The defendant cross-complained. He sought damages for defamation and an injunction preventing the Plaintiff/Cross-Defendant from continuing her “wrongful conduct.”

The cross-defendant filed an anti-SLAPP motion. She argued her pre-litigation complaints to the agencies above were protected by the litigation privilege. However, because some of her pre­ litigation complaints to agencies were privileged while some were not, the court first addressed

the “mixed” causes of action. ” … [Particular alleged acts giving rise to a claim for relief may be the object of an anti-SLAPP motion. Thus, in cases involving allegations of both protected [privileged] and unprotected activity, the plaintiff is required to establish a probability of prevailing on any claim for relief based on allegations of protected activity.”

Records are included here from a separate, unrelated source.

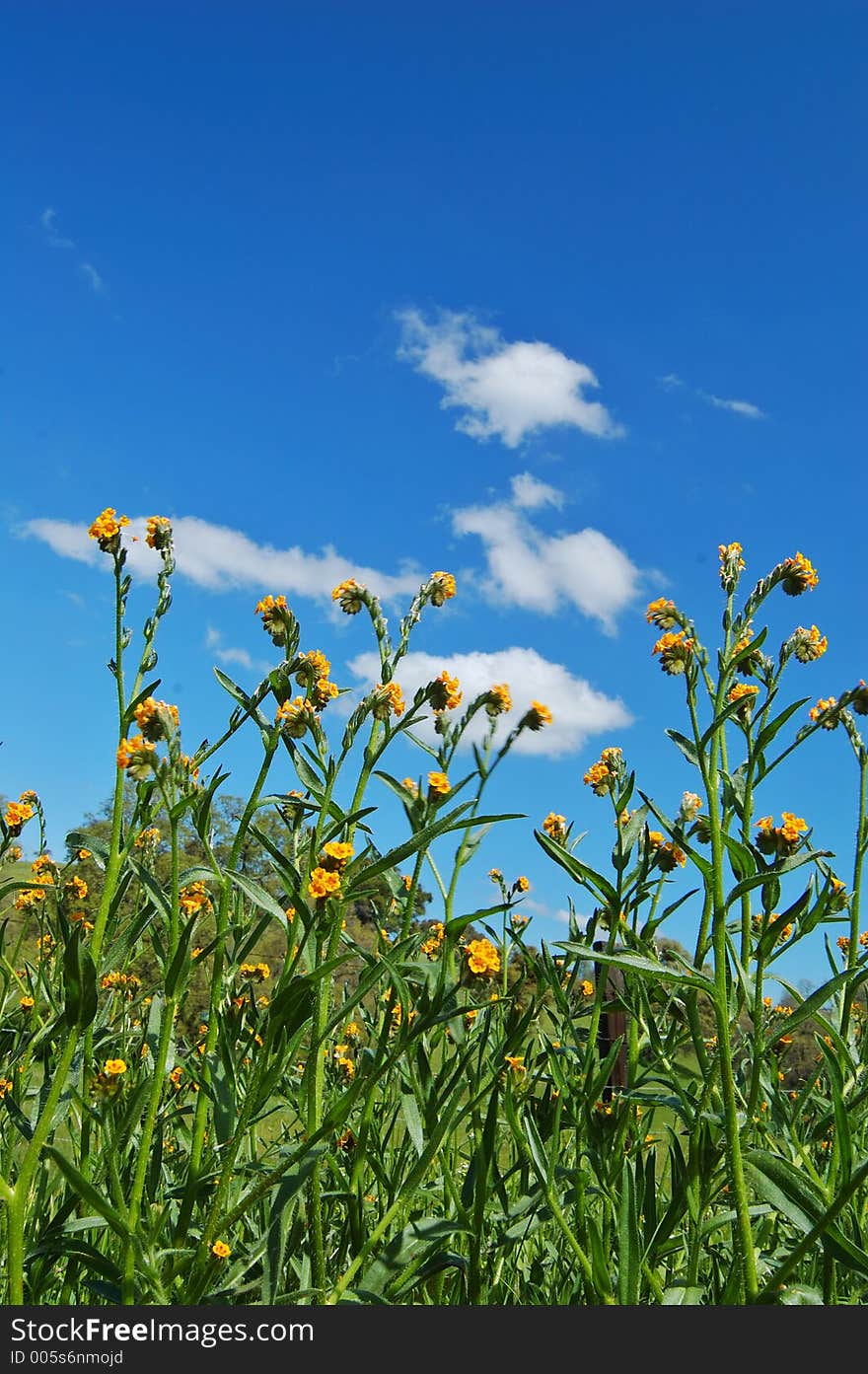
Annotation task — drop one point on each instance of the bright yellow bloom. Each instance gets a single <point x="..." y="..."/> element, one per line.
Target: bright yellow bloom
<point x="296" y="716"/>
<point x="194" y="898"/>
<point x="662" y="613"/>
<point x="443" y="587"/>
<point x="825" y="710"/>
<point x="538" y="716"/>
<point x="798" y="576"/>
<point x="349" y="594"/>
<point x="445" y="691"/>
<point x="323" y="884"/>
<point x="106" y="530"/>
<point x="499" y="699"/>
<point x="17" y="814"/>
<point x="675" y="651"/>
<point x="389" y="698"/>
<point x="555" y="826"/>
<point x="809" y="645"/>
<point x="482" y="958"/>
<point x="158" y="532"/>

California Civil Code§ 47(b) embraces testimony in court and statements in pleadings. It also encompasses statements made before a court action is filed. The law provides a pre-litigation statement made (1) in good faith preparation for anticipated litigation, or (2) to investigate the feasibility of suing, is shielded by section 47(b)–but only when ” .. .it relates to litigation that is contemplated in good faith and under serious consideration.” (Citations omitted)

Citing cases, the Los Angeles appellate court held the party’s access to the courts must be (a) imminent and (b) seriously proposed by the client authorizing a prelitigation communication such as a cease and desist demand letter.

In Kettler, the plaintiff/cross-defendant periodically contacted AXA, the defendant/cross­ complainant/respondent’s employer, using the employer’s “fraud” website. Plaintiff lodged her first complaint there on August 25, 2013, her second five and one-half months later, February 10, 2014, and her third on July 22, 2014 – 11 months after the first email to the site, five months after the second. In none of the complaints about Kettler to his company did she indicate she intended to sue AXA. The superior court disagreed with the plaintiffs contention her complaints to defendant’s employer were privileged by §47(b). That lower court further rejected the assertion the earlier communications to AXA were the same as those that appeared in the later civil action 2 reported last month.

The Kettler court agreed. The panel first noted none of the emails to AXA contained any suggestion cross-defendants were contemplating a suit against AXA. Next, none of plaintiff/cross-defendant’s sworn statements supporting her anti-SLAPP motion contained evidence the AXA emails between August 2013 and February 2014 were submitted in pursuit of, or logically related to, furtherance of an imminent lawsuit. The justices decided the communications to AXA were “entirely extraneous to the action” and the contemplated litigation was more a “bare possibility” than a genuine and imminent plan.

Kettler provides useful guidance to counsel advising prospective litigants contemplating a defamation claim. Attorneys and parties are well advised to review it when bringing libel and slander cases.

1.See Kettler v. Gould, 4/20/18, B282160 (Los Angeles County Superior Court No. LC 101909)

2.There was an earlier probate action between the parties unimportant to this discussion.